The first ionisation potential of Na is 5.1 eV. The value of electron gain enthalpy of Na$$^+$$ will be :

First, let us write the definition of the first-ionisation potential of sodium. By definition, the first ionisation process is

$$Na(g) \;\rightarrow\; Na^+(g) + e^-$$

The data in the question tell us that an energy of $$5.1\;\text{eV}$$ must be supplied for this change.

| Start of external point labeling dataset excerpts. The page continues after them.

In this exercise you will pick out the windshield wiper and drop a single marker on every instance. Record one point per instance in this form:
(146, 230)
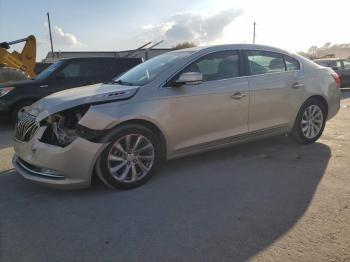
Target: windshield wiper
(121, 82)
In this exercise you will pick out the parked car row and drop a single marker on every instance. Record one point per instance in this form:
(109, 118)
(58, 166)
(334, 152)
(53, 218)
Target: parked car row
(340, 66)
(62, 75)
(179, 103)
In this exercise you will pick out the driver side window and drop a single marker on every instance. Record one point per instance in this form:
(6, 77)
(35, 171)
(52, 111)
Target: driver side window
(216, 66)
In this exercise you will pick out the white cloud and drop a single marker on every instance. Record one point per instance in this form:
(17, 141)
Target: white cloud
(192, 26)
(62, 38)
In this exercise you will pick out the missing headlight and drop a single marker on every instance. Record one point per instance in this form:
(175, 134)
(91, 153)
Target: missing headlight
(62, 127)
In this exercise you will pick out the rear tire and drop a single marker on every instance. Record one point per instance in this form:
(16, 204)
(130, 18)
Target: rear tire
(8, 74)
(131, 158)
(310, 122)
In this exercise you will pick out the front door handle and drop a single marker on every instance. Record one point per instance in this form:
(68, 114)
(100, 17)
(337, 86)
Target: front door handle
(297, 85)
(238, 95)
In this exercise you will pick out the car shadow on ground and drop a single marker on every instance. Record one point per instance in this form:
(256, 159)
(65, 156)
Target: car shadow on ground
(225, 205)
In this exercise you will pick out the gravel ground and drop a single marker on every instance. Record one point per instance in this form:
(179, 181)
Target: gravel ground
(270, 200)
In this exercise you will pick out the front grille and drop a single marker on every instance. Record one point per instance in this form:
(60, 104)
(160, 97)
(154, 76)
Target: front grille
(26, 127)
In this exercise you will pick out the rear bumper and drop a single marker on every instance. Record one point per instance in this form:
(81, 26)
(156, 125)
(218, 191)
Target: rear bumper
(333, 103)
(4, 109)
(65, 168)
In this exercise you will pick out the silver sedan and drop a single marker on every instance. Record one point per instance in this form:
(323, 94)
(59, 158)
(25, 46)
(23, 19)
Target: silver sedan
(175, 104)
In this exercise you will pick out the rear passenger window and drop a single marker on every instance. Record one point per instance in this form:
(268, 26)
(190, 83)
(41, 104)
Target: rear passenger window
(262, 62)
(291, 63)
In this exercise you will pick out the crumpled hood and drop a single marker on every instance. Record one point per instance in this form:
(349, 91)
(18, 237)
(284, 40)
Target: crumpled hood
(81, 95)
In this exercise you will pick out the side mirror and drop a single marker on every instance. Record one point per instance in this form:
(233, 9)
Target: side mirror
(190, 78)
(60, 76)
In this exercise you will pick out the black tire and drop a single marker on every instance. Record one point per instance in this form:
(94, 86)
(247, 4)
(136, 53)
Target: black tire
(8, 74)
(102, 166)
(15, 110)
(297, 133)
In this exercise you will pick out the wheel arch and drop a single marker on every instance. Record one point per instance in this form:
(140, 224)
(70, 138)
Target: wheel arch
(109, 135)
(321, 99)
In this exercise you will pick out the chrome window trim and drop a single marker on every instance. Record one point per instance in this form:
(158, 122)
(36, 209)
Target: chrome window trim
(281, 54)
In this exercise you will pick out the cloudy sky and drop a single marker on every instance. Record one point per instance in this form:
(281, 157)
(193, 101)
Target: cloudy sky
(109, 25)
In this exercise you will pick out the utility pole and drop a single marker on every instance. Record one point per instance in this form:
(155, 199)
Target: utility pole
(48, 19)
(254, 33)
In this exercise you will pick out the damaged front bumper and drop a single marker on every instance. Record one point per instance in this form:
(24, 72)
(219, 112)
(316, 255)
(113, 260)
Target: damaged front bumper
(66, 167)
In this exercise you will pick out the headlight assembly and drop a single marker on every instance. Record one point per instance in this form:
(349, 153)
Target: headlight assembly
(62, 127)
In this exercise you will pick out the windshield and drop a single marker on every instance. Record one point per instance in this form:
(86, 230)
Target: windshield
(48, 71)
(149, 70)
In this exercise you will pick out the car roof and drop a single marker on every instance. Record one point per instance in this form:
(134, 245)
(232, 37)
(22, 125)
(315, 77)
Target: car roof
(327, 59)
(99, 58)
(235, 46)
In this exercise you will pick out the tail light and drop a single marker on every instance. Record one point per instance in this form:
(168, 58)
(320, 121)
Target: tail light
(337, 79)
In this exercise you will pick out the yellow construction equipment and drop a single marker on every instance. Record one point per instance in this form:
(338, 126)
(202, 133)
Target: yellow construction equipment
(16, 66)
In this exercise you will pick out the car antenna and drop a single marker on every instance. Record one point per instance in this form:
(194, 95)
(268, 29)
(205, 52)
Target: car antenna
(137, 49)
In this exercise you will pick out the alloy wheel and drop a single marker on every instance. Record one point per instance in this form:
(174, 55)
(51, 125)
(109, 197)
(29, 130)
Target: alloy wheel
(131, 158)
(312, 121)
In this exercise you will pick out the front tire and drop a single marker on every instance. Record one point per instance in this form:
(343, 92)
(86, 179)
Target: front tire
(310, 122)
(131, 158)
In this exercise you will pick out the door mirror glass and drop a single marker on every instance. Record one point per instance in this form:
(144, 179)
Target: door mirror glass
(60, 75)
(189, 78)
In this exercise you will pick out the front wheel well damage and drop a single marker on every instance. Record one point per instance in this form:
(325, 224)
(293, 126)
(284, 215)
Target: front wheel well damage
(106, 136)
(321, 99)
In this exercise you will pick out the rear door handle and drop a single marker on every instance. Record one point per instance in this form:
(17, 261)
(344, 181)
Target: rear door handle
(297, 85)
(238, 95)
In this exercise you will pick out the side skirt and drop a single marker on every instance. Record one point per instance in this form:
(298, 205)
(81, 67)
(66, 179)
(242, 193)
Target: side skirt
(238, 139)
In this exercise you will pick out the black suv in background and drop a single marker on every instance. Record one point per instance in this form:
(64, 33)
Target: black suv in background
(340, 66)
(64, 74)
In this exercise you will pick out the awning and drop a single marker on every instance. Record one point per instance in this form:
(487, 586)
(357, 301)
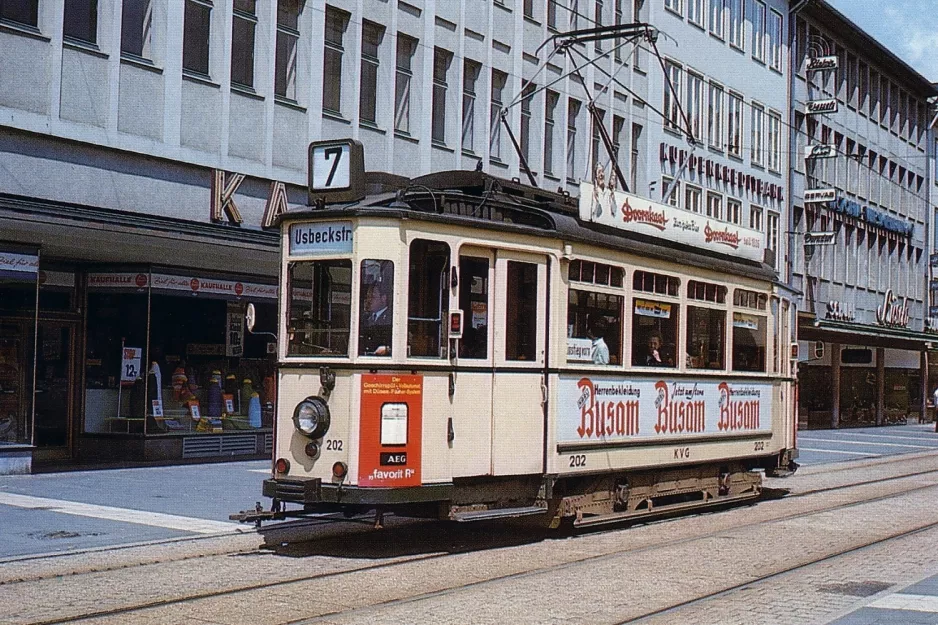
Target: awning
(845, 332)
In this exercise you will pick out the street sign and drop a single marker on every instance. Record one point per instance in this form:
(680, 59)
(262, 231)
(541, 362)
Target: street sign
(822, 63)
(820, 150)
(820, 107)
(817, 196)
(819, 238)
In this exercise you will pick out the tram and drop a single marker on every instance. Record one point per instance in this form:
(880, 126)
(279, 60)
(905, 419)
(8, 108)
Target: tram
(464, 347)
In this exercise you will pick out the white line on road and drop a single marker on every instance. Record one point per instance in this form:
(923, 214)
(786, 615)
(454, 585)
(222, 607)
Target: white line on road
(915, 603)
(871, 443)
(834, 451)
(126, 515)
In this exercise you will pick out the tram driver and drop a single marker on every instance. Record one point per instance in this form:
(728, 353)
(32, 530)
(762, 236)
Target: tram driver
(374, 325)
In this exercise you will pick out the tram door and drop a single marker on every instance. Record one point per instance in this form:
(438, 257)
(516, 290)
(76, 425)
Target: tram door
(520, 322)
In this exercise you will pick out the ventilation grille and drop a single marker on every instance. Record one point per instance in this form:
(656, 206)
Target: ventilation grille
(206, 446)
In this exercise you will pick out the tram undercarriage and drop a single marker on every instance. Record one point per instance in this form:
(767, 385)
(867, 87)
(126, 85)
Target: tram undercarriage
(583, 500)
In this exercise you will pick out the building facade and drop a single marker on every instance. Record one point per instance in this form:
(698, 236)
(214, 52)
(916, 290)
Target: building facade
(859, 230)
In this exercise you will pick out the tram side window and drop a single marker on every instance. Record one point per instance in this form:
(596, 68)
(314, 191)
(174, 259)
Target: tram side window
(748, 342)
(428, 298)
(706, 331)
(376, 308)
(594, 319)
(474, 303)
(654, 333)
(319, 307)
(521, 318)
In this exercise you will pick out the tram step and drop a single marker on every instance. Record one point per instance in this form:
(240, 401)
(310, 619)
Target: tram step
(498, 513)
(690, 506)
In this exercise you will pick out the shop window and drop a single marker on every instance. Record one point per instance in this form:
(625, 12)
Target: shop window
(706, 334)
(521, 318)
(655, 283)
(749, 299)
(594, 321)
(376, 308)
(116, 322)
(319, 308)
(595, 273)
(749, 333)
(428, 298)
(654, 333)
(706, 292)
(474, 303)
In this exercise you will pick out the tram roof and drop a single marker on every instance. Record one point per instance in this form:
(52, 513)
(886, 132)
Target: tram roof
(474, 198)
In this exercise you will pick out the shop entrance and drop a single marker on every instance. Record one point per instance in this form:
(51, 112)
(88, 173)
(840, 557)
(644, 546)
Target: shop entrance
(16, 377)
(54, 391)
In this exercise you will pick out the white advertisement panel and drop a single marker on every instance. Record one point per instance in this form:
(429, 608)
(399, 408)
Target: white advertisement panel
(608, 409)
(319, 239)
(631, 212)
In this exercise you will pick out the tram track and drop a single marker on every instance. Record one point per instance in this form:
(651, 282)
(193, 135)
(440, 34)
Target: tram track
(417, 560)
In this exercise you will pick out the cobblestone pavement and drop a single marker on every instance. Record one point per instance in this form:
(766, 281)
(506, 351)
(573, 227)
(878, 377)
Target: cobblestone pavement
(606, 577)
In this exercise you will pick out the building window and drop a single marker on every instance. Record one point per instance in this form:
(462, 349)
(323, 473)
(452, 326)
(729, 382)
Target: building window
(635, 156)
(598, 21)
(499, 79)
(288, 35)
(775, 142)
(714, 205)
(573, 111)
(136, 24)
(755, 218)
(672, 91)
(470, 77)
(441, 63)
(550, 116)
(716, 18)
(372, 35)
(20, 11)
(734, 212)
(671, 198)
(775, 41)
(617, 20)
(737, 23)
(336, 23)
(197, 31)
(552, 14)
(715, 117)
(771, 232)
(734, 126)
(692, 198)
(405, 54)
(757, 135)
(758, 31)
(81, 20)
(243, 22)
(527, 95)
(697, 12)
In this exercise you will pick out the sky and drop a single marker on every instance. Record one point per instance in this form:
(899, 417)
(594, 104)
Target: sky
(906, 27)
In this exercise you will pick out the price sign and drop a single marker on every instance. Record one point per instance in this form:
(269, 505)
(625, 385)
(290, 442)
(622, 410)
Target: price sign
(130, 364)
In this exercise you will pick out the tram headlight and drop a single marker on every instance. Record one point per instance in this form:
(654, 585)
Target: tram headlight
(311, 417)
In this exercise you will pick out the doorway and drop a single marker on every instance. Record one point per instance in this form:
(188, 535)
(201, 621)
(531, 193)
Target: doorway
(54, 390)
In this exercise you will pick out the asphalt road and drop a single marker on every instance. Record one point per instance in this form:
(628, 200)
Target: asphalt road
(78, 510)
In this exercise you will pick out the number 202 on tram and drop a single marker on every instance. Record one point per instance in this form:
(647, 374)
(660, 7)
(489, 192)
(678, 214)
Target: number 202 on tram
(463, 347)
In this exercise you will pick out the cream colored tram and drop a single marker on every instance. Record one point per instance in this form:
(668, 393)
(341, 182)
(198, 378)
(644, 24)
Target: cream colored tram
(438, 357)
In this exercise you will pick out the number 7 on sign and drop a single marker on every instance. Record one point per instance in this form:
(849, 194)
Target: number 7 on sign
(331, 167)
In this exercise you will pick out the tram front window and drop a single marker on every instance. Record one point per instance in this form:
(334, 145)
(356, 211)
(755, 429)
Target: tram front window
(376, 312)
(319, 307)
(427, 298)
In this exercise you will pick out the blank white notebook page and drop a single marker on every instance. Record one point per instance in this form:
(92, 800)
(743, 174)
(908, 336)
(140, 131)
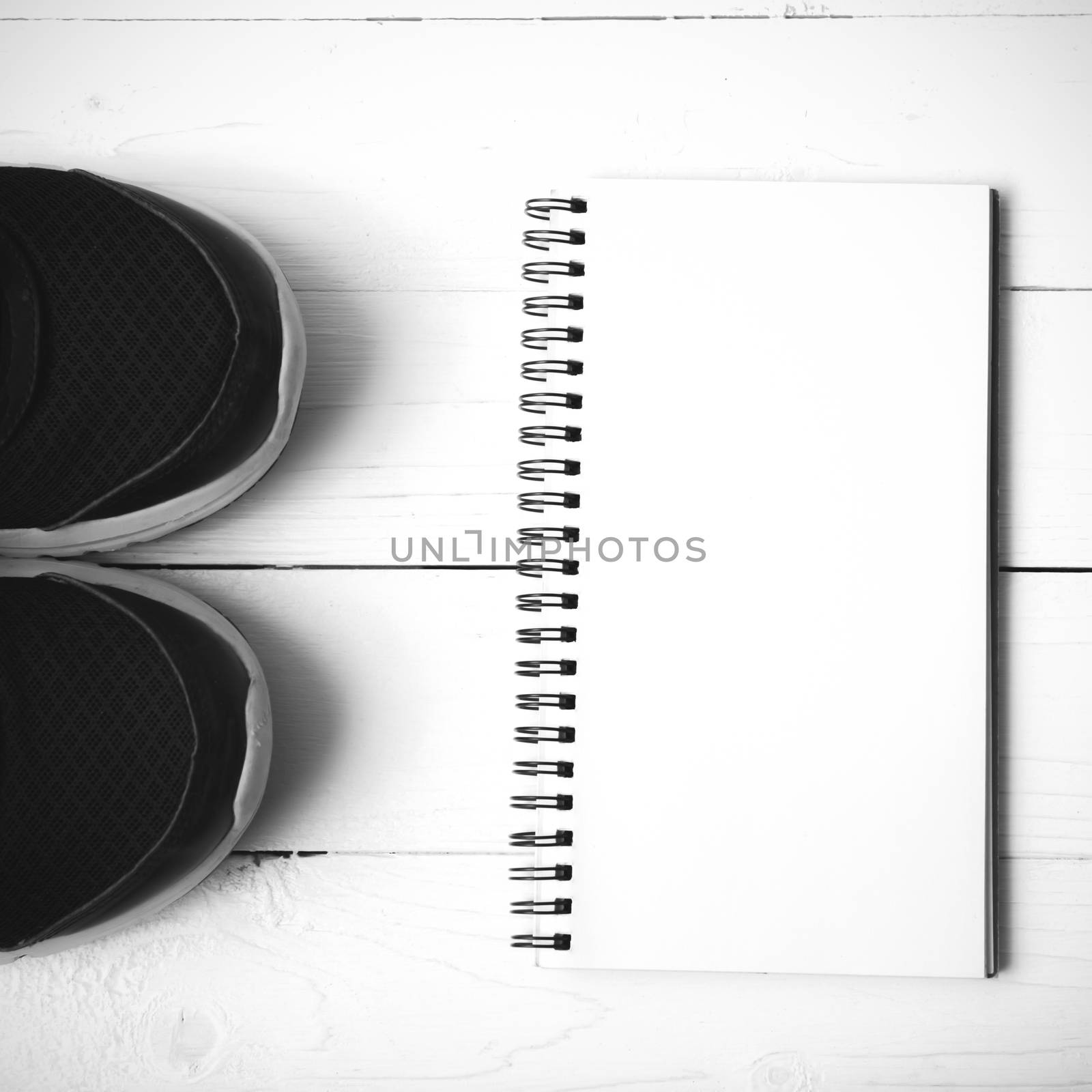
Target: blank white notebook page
(784, 733)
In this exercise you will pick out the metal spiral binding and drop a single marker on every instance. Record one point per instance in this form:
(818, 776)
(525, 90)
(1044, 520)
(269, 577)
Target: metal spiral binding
(543, 371)
(538, 435)
(540, 306)
(541, 635)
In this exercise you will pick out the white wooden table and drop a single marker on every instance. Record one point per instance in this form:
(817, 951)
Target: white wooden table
(382, 152)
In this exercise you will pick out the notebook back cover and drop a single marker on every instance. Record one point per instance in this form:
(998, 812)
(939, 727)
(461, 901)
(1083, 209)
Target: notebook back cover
(784, 719)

In thermodynamic language, the enthalpy (or energy) change for the above forward process is

$$\Delta H_{ionisation}^{\,(\,1\,)} = +5.1\;\text{eV}.$$

Now we come to the quantity asked for in the problem, the electron-gain enthalpy of $$Na^+$$. By its very definition, electron-gain enthalpy (often called electron affinity) refers to the energy change when one electron is added to a gaseous species. The relevant process is therefore the exact reverse of the ionisation step:

$$Na^+(g) + e^- \;\rightarrow\; Na(g).$$

Because this second reaction is simply the reverse of the first, the enthalpy change for it must be the negative of the ionisation enthalpy. Stating the general principle explicitly:

If a reaction $$A \;\rightarrow\; B$$ has an enthalpy change $$\Delta H,$$ then the reverse reaction $$B \;\rightarrow\; A$$ has an enthalpy change $$-\Delta H.$$

Applying this principle here, we have

$$\Delta H_{electron\;gain}(Na^+) = -\Delta H_{ionisation}^{\,(\,1\,)}(Na)$$

Substituting the given numerical value,

$$\Delta H_{electron\;gain}(Na^+) = -(+5.1\;\text{eV}) = -5.1\;\text{eV}.$$

Thus the electron-gain enthalpy of $$Na^+$$ is a negative quantity whose magnitude equals the first ionisation potential of neutral sodium. A negative sign indicates that energy is released when the electron is accepted by $$Na^+$$.

Hence, the correct answer is Option D.